Il y a quelque chose d’incroyable, de fort de fêter la liberté là au milieu de l’occupation. C’est un faire mémoire d’un acte fondateur de l’identité de chacun-e et l’affirmation d’une espérance d’un Dieu qui libère.
Et là au milieu de cette fête, dans une chambre haute Jésus a rassemblé ceux qui lui sont
proches, ceux et celles qui l’ont accompagné sur les routes, ceux et celles qui ont entendu et
vu et vécu aussi cet amour et cette vie si grands qui débordaient de son cœur, de son être. Autour de lui, il a rassemblé celles et ceux qui ont vu dans son visage le reflet du visage du père. Lui qui était le visage du divin pour chacun-e qu’il rencontrait, révélant la présence de Dieu à leur côté.
Jésus sait la mort venir, il sait la séparation proche. Joie et tristesse, confiance et peur, conviction et doute s’entremêlent pour lui dans son cœur, dans cet instant d’adieux.

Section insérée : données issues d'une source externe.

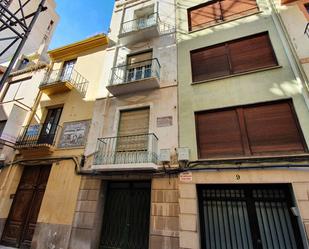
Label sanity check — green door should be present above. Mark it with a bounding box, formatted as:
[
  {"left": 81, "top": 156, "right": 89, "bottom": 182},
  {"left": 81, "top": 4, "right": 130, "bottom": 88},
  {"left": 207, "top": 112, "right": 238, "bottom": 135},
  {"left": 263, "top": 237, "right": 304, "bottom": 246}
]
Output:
[{"left": 100, "top": 182, "right": 151, "bottom": 249}]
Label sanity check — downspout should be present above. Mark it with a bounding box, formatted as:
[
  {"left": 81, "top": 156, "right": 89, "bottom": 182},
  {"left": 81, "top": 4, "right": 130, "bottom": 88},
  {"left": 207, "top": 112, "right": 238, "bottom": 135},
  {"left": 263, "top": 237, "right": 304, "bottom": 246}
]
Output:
[{"left": 268, "top": 0, "right": 309, "bottom": 109}]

Que laisser à ses disciples pour qu’ils se souviennent de ce qui est si essentiel à la vie ? Alors le pain racontera la présence de Dieu, le vin racontera la vie débordante de vie et
d’amour désirée et offerte par Dieu.
Et ce geste de partage sera un faire mémoire qui vient éveiller et nourrir en chacun-e l’amour
et la vie : parce que ce geste déjà, c’est vivre et partager cet amour et cette vie.
Je vis et je partage déjà cette vie, lorsque je reçois le pain et que je donne la coupe avec ceux et celles qui sont assis à cette même table dans cette chambre haute (et dans cette chapelle de l’Arche).

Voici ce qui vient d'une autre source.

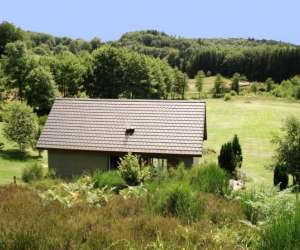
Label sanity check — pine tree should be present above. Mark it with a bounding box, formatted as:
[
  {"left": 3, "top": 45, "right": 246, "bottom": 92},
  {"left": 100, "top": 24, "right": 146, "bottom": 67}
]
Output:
[
  {"left": 273, "top": 163, "right": 289, "bottom": 190},
  {"left": 196, "top": 70, "right": 205, "bottom": 92},
  {"left": 231, "top": 73, "right": 240, "bottom": 94},
  {"left": 266, "top": 77, "right": 274, "bottom": 92},
  {"left": 218, "top": 142, "right": 235, "bottom": 176},
  {"left": 232, "top": 135, "right": 243, "bottom": 168},
  {"left": 218, "top": 135, "right": 243, "bottom": 177},
  {"left": 213, "top": 74, "right": 224, "bottom": 97}
]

Voyez chacun-e assis à cette table dans la chambre haute, si profondément humain, avec ses
parts d’ombres et de lumières, avec ses consistances et ses inconsistances, avec ses forces et
ses fragilités, avec sa vulnérabilité.
Voyez chacun-e accueillis à cette table, reconnu-e digne par Dieu et inconditionnellement aimé-e.
Ce geste, Jésus l’offre pour rassembler ses disciples parce que tant de choses et de
circonstances peuvent les disperser/éparpiller– ce soir, dans la chambre haute, cet acte
d’amour – précède la peur, la trahison, le reniement, l’abandon.
Il y a autour de cette table, un condensé d’humanité : enthousiasme, peur, amour, trahison, conviction, certitudes. Ce geste, Jésus le pose dans la vie dans toutes ses dimensions pour ceux
et celles qu’il a rassemblé, par amour.
Il y a quelque chose d’incroyable, de fort d’offrir un geste d’amour là au milieu de la vie dans
toutes ses teintes de clairs et d’obscurs. Il y a quelque chose d’incroyable, de fort de poser un geste d’amour avant la peur, la trahison, le reniement, l’abandon.

***
Et à y regarder de plus près, ce soir c’est peut-être bien dans ma chambre haute… là dans mon intériorité que ce geste m’est offert. Dans mon histoire, sur mon chemin de vie, dans mes relations (à Dieu, aux autres, au monde), ne suis-je pas un peu chacun de ses disciples ? Animé-e par un enthousiasme fougueux, habité-e par la peur, rempli-e de confiance, capable
de trahir la confiance qui m’est donné, aimant de tout cœur, reniant et niant l’autre par peur,
par honte.
Ce geste du partage de ce pain racontant la présence de Dieu et ce geste du partage de ce vin racontant la vie débordante de vie et d’amour désirée par Dieu, Jésus me l’offre ce soir pour
me rassembler, me réconcilier. Me voici accueillis à sa table, reconnu-e digne par Dieu et inconditionnellement aimé-e.